Louise Willingale | |
---|---|
Alma mater | Imperial College London |
Scientific career | |
Fields | Laser physics, plasma physics |
Institutions | University of Michigan |
Thesis | Ion acceleration from high intensity laser plasma interactions: Measurements and applications (2007) |
Doctoral advisor | Karl Krushelnick, Zulfikar Najmudin |
Website | willingale |
Louise Willingale is a laser physicist at the University of Michigan and associate director of the National Science Foundation (NSF) ZEUS facility.
Willingale completed her undergraduate Physics degree (MSci) from Imperial College London in 2003 and stayed on to complete her PhD in 2007 with her thesis titled Ion acceleration from high intensity laser plasma interactions: Measurements and applications.[1] She was then a research assistant before moving to the University of Michigan to carry out postdoc studies.[2]
Willingale is interested in experiments and numerical modeling of high intensity laser plasma interactions and laser-driven ion acceleration.

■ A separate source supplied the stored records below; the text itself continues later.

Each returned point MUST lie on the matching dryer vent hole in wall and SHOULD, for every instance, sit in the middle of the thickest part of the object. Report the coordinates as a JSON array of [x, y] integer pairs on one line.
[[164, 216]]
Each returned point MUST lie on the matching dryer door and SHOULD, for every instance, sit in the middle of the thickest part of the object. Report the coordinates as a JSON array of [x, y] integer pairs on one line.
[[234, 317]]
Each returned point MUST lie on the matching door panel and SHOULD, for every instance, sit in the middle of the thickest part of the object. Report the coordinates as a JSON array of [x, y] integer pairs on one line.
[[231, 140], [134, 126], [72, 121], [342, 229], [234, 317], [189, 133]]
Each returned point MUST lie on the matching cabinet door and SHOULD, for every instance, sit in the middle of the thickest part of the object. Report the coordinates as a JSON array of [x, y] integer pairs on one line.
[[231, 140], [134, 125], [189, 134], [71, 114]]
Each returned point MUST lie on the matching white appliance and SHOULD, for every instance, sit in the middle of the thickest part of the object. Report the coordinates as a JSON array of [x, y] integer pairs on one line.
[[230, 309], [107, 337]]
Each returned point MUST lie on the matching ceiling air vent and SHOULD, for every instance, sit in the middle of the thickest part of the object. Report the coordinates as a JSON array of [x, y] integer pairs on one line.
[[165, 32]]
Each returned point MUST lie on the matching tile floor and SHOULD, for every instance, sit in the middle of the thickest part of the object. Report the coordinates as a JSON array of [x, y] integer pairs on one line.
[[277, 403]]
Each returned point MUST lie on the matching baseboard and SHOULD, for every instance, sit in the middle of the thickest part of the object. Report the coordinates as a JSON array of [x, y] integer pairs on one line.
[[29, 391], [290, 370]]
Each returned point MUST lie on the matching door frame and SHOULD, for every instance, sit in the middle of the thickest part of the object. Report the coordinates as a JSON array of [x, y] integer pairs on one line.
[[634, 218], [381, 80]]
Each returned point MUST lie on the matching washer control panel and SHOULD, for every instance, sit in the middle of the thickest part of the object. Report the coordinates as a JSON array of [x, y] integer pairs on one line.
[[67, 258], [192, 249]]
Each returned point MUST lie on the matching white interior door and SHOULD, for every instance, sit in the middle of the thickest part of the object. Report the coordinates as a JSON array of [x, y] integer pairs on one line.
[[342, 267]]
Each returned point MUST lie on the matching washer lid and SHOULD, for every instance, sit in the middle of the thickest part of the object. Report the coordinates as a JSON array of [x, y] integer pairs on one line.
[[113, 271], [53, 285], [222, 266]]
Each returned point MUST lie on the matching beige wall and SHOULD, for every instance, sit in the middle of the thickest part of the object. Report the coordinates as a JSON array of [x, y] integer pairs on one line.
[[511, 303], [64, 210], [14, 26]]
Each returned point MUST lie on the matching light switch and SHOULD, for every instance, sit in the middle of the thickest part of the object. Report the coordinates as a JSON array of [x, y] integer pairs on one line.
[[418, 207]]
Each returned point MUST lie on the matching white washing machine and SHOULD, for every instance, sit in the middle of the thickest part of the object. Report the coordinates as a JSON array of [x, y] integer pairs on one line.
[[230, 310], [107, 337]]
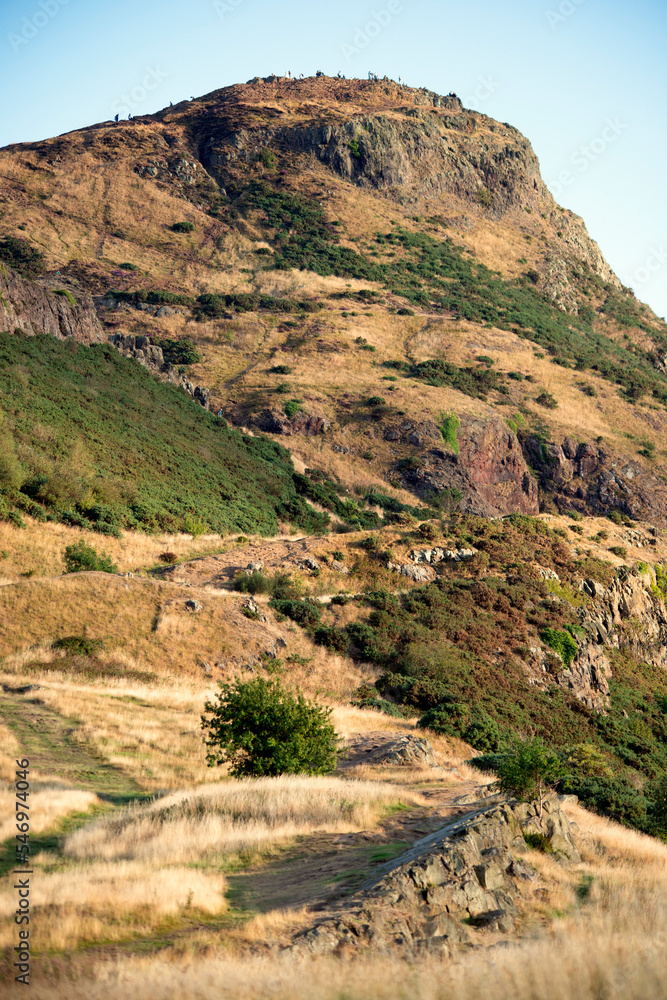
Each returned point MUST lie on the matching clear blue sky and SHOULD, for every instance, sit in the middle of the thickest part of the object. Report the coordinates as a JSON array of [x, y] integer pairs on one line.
[[585, 80]]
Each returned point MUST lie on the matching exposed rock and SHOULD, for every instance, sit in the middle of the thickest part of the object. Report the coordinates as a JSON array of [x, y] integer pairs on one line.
[[628, 615], [437, 555], [490, 470], [277, 422], [468, 870], [548, 574], [593, 480], [36, 307], [389, 749], [419, 574], [151, 357]]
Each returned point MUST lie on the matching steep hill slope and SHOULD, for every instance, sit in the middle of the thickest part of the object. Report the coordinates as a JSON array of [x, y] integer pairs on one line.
[[344, 253]]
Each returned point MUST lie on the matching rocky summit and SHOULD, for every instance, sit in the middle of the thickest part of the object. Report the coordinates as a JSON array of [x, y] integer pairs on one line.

She has made use of advancements in laser technology, mainly chirped pulse amplification which was developed by Gérard Mourou who shared the 2018 Nobel Prize in Physics.[3]
Willingale has been successful at winning a range of funding as principal investigator and is a member of the Institute of Physics, American Physical Society, and IEEE.[2]
In 2016–17 Willingale was a senior lecturer at Lancaster University, before returning to the University of Michigan.[2][4]
As of 2022, she is Associate Professor at the University of Michigan in the Department of Electrical Engineering and Computer Science and associate director and co-principal investigator of the NSF Zetawatt-Equivalent Ultrashort pulse laser System (ZEUS) facility,[5] which will be the highest peak power laser in the US and one of the most powerful in the world. ZEUS is designed to have a maximum peak power of 3 petawatts but can simulate much higher powers by firing it at a high-energy electron beam travelling in the opposite direction.[6][7][8][9][10] In 2022 she also became a Fellow of the American Physical Society.[11]